With more development planned on the Tir Founder Fields floodplain problems over the weekend can only escalate, the question is who is taking responsibility for the bad planning decisions and why are bad decisions repeatedly being voted for at Development Control Committee Meetings?

 

Blow taken from Rhondda Cynon Taf website 

 

The Afon Cynon is the primary river, bordering the west of the site.

The Aberdare Canal, designated a Main River through Cwmbach, flows parallel to the Afon Cynon and discharges into it just south of Cwmbach train station. The southwest slopes of within Cwmbach are drained by several ordinary watercourse that drain into the Aberdare Canal, notably the Nant y Geugarn and the Nant y Groes. The ordinary watercourses are commonly culverted through residential development.

 

The UFMfSW indicates the most significant flooding is largely associated with the floodplain of the two designated Main Rivers, the Afon Cynon and the Aberdare Canal, notably the area to the east of Cwmbach industrial estate. No properties, economic or environmental receptors are affected by this flooding.

Generally, flood risk is associated with ordinary watercourses within Cwmbach, notably from culvert inlets and bank breach. A high flood risk is presented associated with the Nant y Groes watercourse, with flood flows from the culvert inlet adjacent to Cwmbach Road. The flood flow path presents a high risk to Cwmbach Road and Tre Gwilym and a separate flow path over open space, joins at the hammerhead of Tre Gwilym. Canal Road has a high flood risk. Property is a risk of flooding adjacent to these roads and in the residential development at Cerdin.

 

A high flood risk, sourced from an ordinary watercourse, is noted to pool at the convergence of Cwmbach Road and Canal Road with properties adjacent to the highway at risk. A low to high flood risk is noted along Llangorse Road and is anticipated to be sourced from a bank breach from an unnamed watercourse to the north of the road.

Broadly, historic flood incidents to the highway reported to the council show good correlation with the uFMfSW. The correlation between the maps and internal and external flooding do not present a good correlation.

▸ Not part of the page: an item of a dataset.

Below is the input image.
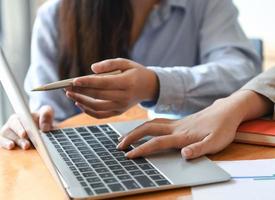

Within areas adjacent to the Main River, it is considered that people may be at risk from both surface water flooding and Main River flooding, which may result in double counting. It is difficult to distinguish between flooding sourced from surface water and flooding sourced from Main River. Culverts are not represented within the modelling process and it is considered that the risk posed from ordinary watercourses is a worst case scenario.